There is no documentary evidence of her training as a painter at least in her family papers. However, painter Alessandro Varotari appears among the best men at her older sister Lorenzina's wedding with Giacomo Pighetti, on 21 February 1640, when Caterina was then aged 25.

She remained single, since her family could not afford to pay a marital dowry for her, after having provider one also for her youngest sister Innocenza. In 1647, aged 30, went living together with her sister Angela, a spinster aged 40, at some relative's place in Venice, as a lodger. In her will, written in the same year, her mother Maria nee Cadena left her the yearly income of 60 ducats, which would be the amount required to enter a convent as a nun.

As a matter of fact, both Caterina and Angela Tarabotti did enter eventually Corpus Domini nunnery in Vicenza, but they did not take the veil, staying as lodgers from 1 August 1648 onwards. Angela spent the rest of her life there, submitted to the law of strict enclosure without being a nun, and died there in 1685. Caterina left on 23 November 1650, moved back to Venice and spent a period in Sant'Anna in Castello nunnery, possibly as a volunteer nurse, before her sister, the protofeminist writer Suor Arcangela, died there on 22 February 1652.

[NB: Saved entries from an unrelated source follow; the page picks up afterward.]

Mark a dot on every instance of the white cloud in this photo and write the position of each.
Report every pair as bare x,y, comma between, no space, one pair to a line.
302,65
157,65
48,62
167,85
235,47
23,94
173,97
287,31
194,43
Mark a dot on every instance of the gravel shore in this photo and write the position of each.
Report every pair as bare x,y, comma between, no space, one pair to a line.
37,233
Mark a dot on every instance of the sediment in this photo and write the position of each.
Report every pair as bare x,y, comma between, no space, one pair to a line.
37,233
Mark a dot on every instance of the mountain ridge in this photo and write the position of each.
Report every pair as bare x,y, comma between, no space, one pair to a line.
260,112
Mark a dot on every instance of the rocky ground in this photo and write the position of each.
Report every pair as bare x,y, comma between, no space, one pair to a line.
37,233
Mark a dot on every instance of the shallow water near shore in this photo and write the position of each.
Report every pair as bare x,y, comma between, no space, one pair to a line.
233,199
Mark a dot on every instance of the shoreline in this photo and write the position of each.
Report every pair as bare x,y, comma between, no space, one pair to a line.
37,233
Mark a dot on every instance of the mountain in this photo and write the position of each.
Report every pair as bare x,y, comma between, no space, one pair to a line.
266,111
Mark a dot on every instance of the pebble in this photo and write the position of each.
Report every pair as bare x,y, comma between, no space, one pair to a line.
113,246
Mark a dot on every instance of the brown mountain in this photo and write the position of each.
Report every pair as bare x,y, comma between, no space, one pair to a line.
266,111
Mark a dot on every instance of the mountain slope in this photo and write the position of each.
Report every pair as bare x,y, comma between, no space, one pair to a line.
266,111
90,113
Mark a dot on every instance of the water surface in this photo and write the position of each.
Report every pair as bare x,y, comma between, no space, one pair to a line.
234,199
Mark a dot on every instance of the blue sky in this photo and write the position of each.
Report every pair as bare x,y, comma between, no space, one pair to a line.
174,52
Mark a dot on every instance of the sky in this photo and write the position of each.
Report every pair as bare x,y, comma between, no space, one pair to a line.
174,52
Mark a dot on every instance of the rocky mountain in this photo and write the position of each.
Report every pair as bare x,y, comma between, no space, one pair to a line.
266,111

In the following years, Caterina had to fight for her legal possessions against her brother Lorenzo (1610-1661) and his heirs. In 1674 she was living at Rio delle Chiovere, where her nephews Dario had rented her a flat at the symbolic price of 1 ducat per year, due to their debt with her of 850 ducats.

Sadly, in 1690, when writing her will, Caterina was living with her servant and heir at the Ospedaletto di San Giobbe in financial constraints. She left only a painting to her grand-niece Lorenzina Badoer nee Pighetti. She died on 8 February 1693, aged 78.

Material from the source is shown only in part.